Fille d’aristos, épouse d’un grand président, elle a connu et fréquente encore de pair à égal tous les hommes considérables du siècle. Elle porte sur eux et leurs actes des jugements dont l’expérience tempère charitablement la lucidité.
Ainsi, puisqu’elle s’intéresse de près aux choses françaises, qu’aperçoit-elle après de Gaulle? N’y a-t-il pas un vide angoissant en perspective?
– Oui, le général a tout avalé la vie politique, littéralement. Mais pour l’instant, ne redonne-t-il pas la stabilité, une continuité dont le pays était trop privé? Après, sans doute il y aura des problèmes. Mais il y a toujours des problèmes, rien n’est jamais réglé éternellement. C’est pourquoi il ne faut pas trop s’en faire à l’avance. D’autant plus qu’on en oublie parfois de profiter du présent!
Elle a eu des entretiens avec M. Kroutchef.
– Remarquable individu. Qu’il ne faut surtout pas sous-estimer. Et pour le désarmement, je le croirais sincère. C’est dans l’intérêt évident de la Russie, et par conséquent son propre intérêt également.
– Madame Roosevelt, quel est à votre avis le principal problème de l’heure pour les États-Unis?

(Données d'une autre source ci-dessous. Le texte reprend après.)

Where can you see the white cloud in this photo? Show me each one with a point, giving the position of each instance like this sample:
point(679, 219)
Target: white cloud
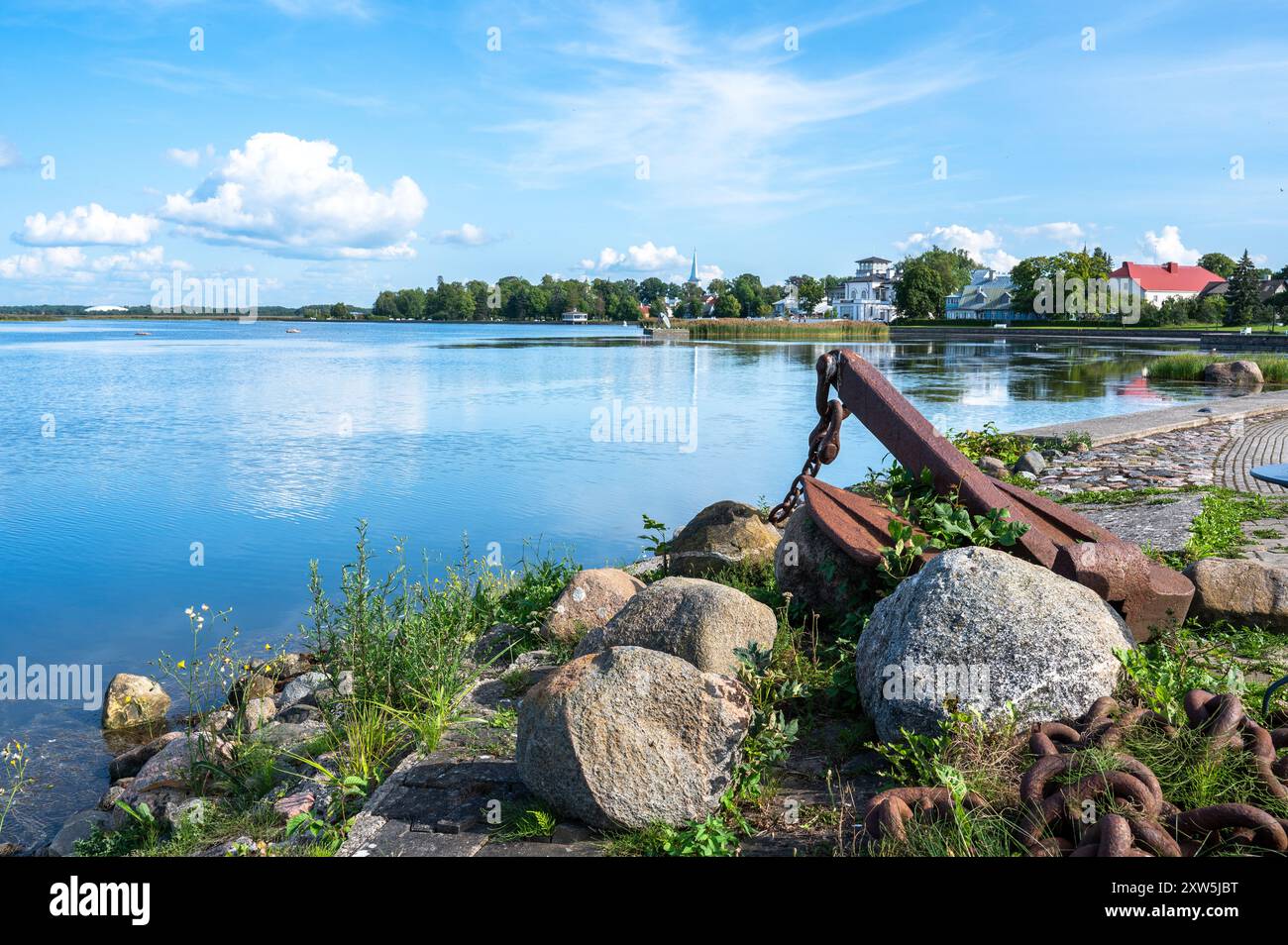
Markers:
point(639, 259)
point(468, 235)
point(91, 226)
point(1167, 248)
point(291, 197)
point(983, 246)
point(1064, 233)
point(188, 158)
point(71, 264)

– La paix, répond-elle instantanément.
– Et pour l’ensemble du genre humain?
– La paix, répète-t-elle aussitôt.
Et elle retourne à son modeste bureau. Saluée par tout le personnel avec une affectueuse familiarité, comme une grand’maman très à la page et qui ne saurait pas du tout qu’elle est célèbre. Elle va travailler pour les Nations-Unies. Entreprendre un nouveau chapitre de son prochain livre. Rédiger sa « colonne » mensuelle pour un grand magazine. Ou son article quotidien qui paraît dans une foule de journaux.
Ce soir, elle part pour Philadelphie, Chicago ou autres lieux. Demain, elle assiste à un banquet spectaculaire, où les aspirants démocrates à la présidence oublieront leurs rivalités pour lui rendre hommage à l’unisson. Et elle, toute jeune de ses 75 ans, leur répondra en leur disant avec gentillesse, le rire pointu et les yeux pétillants, deux ou trois de leurs quatre vérités.